Dr. Dan Caton, Professor and Director of Observatories, Dept. of Physics and Astronomy, Appalachian State University (Boone, NC) installed and operates the camera as part of an on-going research project. Dr. Caton also installed and operates another research camera (BML Cam2) located at the southern end of Linville Gorge. The images from both cameras are compiled into nightly videos and posted on YouTube---just search "Brown Mountain Lights Camera 1" (or Camera 2) for the individual nightly videos. Both cameras are modified highly light-sensitive comet-hunting cameras.
To date, numerous lights have been recorded by Cam1, including: town/city/rural lights in the valleys beyond Brown Mountain, communication tower lights, airplanes and helicopters, highway-vehicle lights, off-highway vehicle lights, stadium lights, and back-country user lights. Natural lights captured by the camera include bright stars, Jupiter, Mars, Venus, the moon and lightning. Disappointingly, Cam1 has yet to record any support for mysterious or unknown lights in the Brown Mountain area.

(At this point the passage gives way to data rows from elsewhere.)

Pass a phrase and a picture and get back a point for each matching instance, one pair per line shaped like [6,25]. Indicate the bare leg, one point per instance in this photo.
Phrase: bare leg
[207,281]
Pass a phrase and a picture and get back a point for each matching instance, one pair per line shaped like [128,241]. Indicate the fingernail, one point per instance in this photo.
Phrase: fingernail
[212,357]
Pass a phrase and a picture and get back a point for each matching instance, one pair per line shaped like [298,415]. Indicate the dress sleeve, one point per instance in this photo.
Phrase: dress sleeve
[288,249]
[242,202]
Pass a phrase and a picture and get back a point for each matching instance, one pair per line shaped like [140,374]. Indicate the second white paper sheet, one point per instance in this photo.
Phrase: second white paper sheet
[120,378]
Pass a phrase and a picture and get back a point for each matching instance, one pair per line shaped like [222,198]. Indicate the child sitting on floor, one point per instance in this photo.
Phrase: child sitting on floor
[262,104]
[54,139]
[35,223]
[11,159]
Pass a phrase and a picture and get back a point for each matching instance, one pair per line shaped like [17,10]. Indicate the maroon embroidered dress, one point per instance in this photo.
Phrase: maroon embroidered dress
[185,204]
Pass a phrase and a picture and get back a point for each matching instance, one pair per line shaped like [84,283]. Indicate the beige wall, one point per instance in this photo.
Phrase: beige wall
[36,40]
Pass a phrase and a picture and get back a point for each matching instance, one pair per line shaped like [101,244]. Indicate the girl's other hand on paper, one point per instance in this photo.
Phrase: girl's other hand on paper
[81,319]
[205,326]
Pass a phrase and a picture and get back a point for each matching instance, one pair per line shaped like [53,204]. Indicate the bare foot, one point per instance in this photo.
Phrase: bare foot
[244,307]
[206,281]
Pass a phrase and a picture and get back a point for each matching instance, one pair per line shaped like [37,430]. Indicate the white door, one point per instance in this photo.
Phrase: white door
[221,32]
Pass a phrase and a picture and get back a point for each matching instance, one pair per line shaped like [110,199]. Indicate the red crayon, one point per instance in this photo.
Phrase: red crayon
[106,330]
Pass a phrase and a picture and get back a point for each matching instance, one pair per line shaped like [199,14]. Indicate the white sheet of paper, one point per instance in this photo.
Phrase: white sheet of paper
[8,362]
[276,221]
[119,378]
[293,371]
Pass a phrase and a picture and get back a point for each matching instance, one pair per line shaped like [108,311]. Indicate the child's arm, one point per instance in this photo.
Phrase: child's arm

BML Cam1 recorded 172 hours of nocturnal observation time on 24 nights during May 2014, resulting in 19,846 individual 30-second time-exposure images. This brings the totals over the past 16 months since start up in Feb 2013 to 2,188 hours of nocturnal observation time on 243 different nights resulting in 262,560 individual time-exposure images.
The following images are selected to show some significant features. Note that the camera position does not change during this sequence of images. Blurry or out-of-focus distant lights are caused by rising heat currents that distort the incoming light waves during the time exposures---lights that instantly flash on and off once produce sharp images.
Probable building fire in Lenoir
Lights due to processes internal to the camera
Image transition errors produced the band of faint lights across the lower portion of the image.
These are an exact but dim duplicate of the bright band of electric lights above Brown Mountain.
The dim vertical lines that connect the dim lights with their parent bright lights are 'smear lines' produced during the fly-in transition between the previous 30-second-exposure image and the next image.